Autodefensas e institucionalidad fallida
Más allá de las diferencias inocultables entre las distintas expresiones de autodefensa armada que han salido a la luz pública en semanas y meses recientes –particularmente en entidades como Guerrero, Michoacán, Oaxaca, Chiapas y Morelos–, el denominador común de todas ellas es un clima generalizado de zozobra y exasperación ante el colapso de la seguridad pública en el país, una sensación compartida de que las leyes no son respetadas o se aplican de manera facciosa y una profunda pérdida de confianza en las autoridades, no sólo por su incapacidad para brindar protección a la ciudadanía en general, sino también por el desprecio y la arrogancia en su trato con los entornos rurales y comunitarios, en particular.
Es significativo que ese deterioro se haya acelerado en forma pronunciada durante el desarrollo de la “guerra” contra el narcotráfico emprendida por el gobierno federal en el sexenio pasado, cuyo objetivo, de acuerdo con el discurso oficial, era restablecer el imperio de la ley y el estado de derecho en las franjas del país donde operaban los grupos delictivos. En efecto, durante los pasados seis años las acciones gubernamentales se centraron en acabar con los infractores de la ley –circunstancia que causó la muerte de decenas de miles de individuos, incluyendo un número indeterminado de “bajas colaterales”–; se equiparó a los delincuentes con “enemigos de México” y se orientaron las acciones militares y policiales al abatimiento y captura de capos mayores y menores, cuyo impacto en la estructura de la criminalidad fue más mediático que real.

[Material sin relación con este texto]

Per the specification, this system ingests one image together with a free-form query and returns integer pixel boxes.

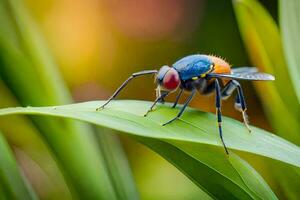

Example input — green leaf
[138,138,277,199]
[279,0,300,102]
[233,0,300,199]
[0,100,300,199]
[233,0,300,145]
[0,100,300,167]
[0,0,137,199]
[0,133,37,200]
[96,128,139,200]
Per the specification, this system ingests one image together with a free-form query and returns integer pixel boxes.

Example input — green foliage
[0,101,300,199]
[279,0,300,102]
[233,0,300,199]
[0,0,137,199]
[0,133,37,200]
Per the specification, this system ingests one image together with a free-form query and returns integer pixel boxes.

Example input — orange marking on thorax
[208,56,231,74]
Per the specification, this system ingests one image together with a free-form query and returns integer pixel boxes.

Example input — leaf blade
[0,100,300,167]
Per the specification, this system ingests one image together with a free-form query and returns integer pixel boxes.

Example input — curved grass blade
[279,0,300,102]
[233,0,300,145]
[0,101,282,199]
[0,133,37,200]
[0,100,300,167]
[138,138,277,199]
[0,0,138,199]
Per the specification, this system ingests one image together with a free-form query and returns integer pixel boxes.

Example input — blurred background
[2,0,290,199]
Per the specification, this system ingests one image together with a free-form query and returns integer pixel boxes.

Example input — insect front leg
[96,70,157,111]
[215,79,228,154]
[144,92,169,117]
[222,80,251,132]
[163,89,197,126]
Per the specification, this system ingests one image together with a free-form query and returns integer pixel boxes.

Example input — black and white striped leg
[232,80,251,133]
[172,89,183,108]
[96,70,157,111]
[215,79,228,154]
[222,80,251,132]
[144,92,169,117]
[163,89,197,126]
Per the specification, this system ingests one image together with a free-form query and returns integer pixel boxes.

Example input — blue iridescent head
[156,65,180,91]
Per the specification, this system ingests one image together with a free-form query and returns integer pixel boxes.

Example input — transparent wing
[231,67,258,74]
[207,72,275,81]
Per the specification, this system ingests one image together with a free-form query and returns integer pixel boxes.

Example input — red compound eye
[162,68,180,90]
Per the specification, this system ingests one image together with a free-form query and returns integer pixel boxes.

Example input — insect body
[97,54,275,154]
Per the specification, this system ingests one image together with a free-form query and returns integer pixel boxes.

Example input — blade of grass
[0,101,284,199]
[0,0,137,199]
[279,0,300,102]
[0,79,71,200]
[233,0,300,198]
[97,128,139,200]
[233,0,300,145]
[0,133,37,200]
[0,100,300,167]
[137,138,277,199]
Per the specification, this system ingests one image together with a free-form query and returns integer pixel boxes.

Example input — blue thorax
[173,54,213,81]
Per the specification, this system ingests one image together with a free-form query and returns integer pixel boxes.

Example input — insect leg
[232,80,251,133]
[222,80,251,132]
[144,92,169,117]
[96,70,157,111]
[172,89,183,108]
[215,79,228,154]
[163,89,197,126]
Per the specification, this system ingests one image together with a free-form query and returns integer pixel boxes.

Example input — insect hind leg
[215,79,228,155]
[222,80,251,132]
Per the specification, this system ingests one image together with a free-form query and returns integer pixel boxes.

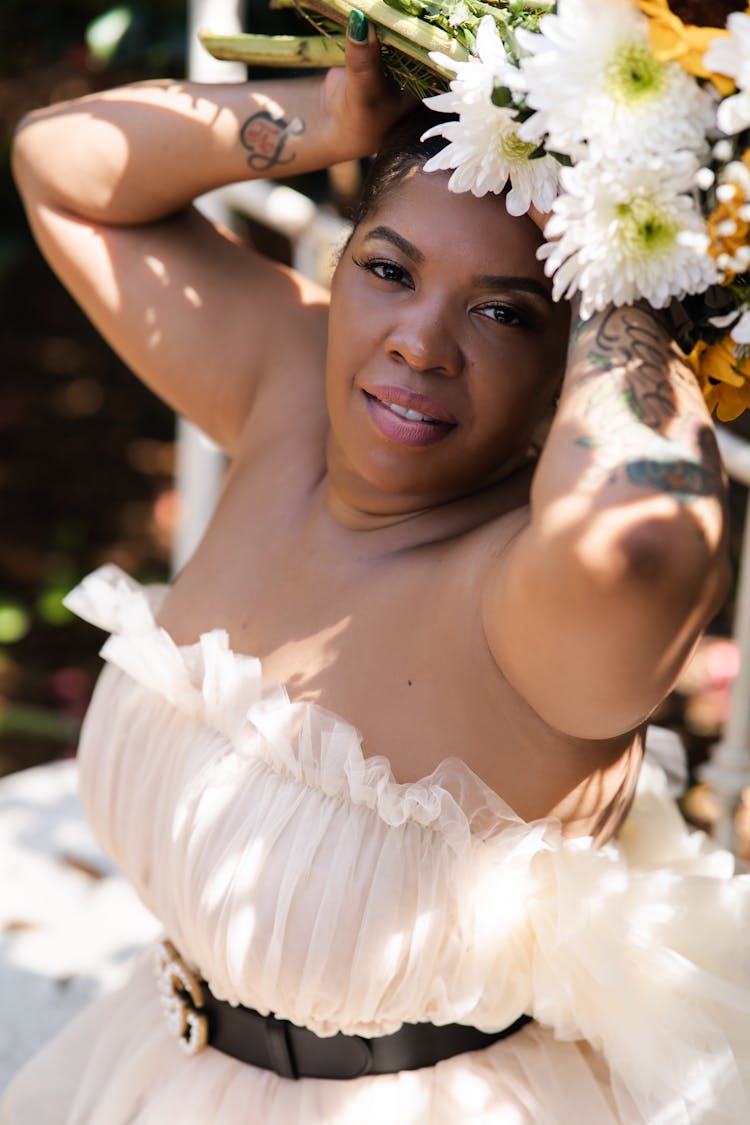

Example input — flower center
[615,198,679,254]
[605,43,665,106]
[497,129,537,164]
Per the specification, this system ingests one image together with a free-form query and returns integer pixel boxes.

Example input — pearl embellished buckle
[155,941,208,1055]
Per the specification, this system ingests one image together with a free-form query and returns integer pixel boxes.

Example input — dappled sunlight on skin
[263,614,352,703]
[143,254,170,285]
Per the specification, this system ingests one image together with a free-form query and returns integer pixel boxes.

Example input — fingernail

En contraste, mientras que se destinaron presupuestos millonarios a las dependencias federales designadas para hacerse cargo de la seguridad pública, las autoridades fueron omisas en el fortalecimiento y la depuración de las corporaciones policiacas de los tres niveles de gobierno, particularmente el municipal, y en el acercamiento de éstas con la sociedad –condición necesaria para que tenga éxito cualquier política de seguridad. En el curso de la cruenta y confusa “guerra” calderonista, cuya dinámica de violencia y muerte no se ha disipado durante los primeros 100 días del gobierno de Enrique Peña Nieto, en muchas entidades se fortaleció y amplió la percepción de que el poder público abdica de su responsabilidad más básica –la de garantizar la vida y la integridad física de los ciudadanos– y de que, a medida que avanza la violencia indiscriminada, no queda más remedio que recurrir a la autoprotección.
Tal perspectiva resulta doblemente trágica: por un lado, porque presenta a la seguridad –una condición que debiera ser garantizada por el Estado– como algo a lo que sólo se puede acceder en la medida en que se toman acciones por mano propia, y, por el otro, porque hace que parezcan carentes de sentido la elaboración de leyes, la existencia de corporaciones policiales y de instancias de procuración de justicia, y, en general, los mecanismos diseñados para preservar el monopolio estatal de la violencia y de la coerción legítimas.
Tan improcedente como las descalificaciones automáticas que se han formulado en contra de las autodefensas comunitarias –a las que se equipara sin mayor reparo y análisis conceptual con grupos guerrilleros o paramilitares– resultaría la pretensión de que ese tipo de expresiones se conviertan en regla ante el retroceso generalizado del estado de derecho, no sólo porque ello contravendría la legalidad y las nociones más elementales del pacto social, sino porque albergaría el riesgo de que el vacío de autoridad fuera llenado no por grupos emanados de las comunidades, sino por la delincuencia organizada; de que se multiplique el baño de sangre que azota al país, y de que se consuma, por esa vía, el declive de una institucionalidad estatal que actualmente se encuentra muy próxima a la condición de fallida.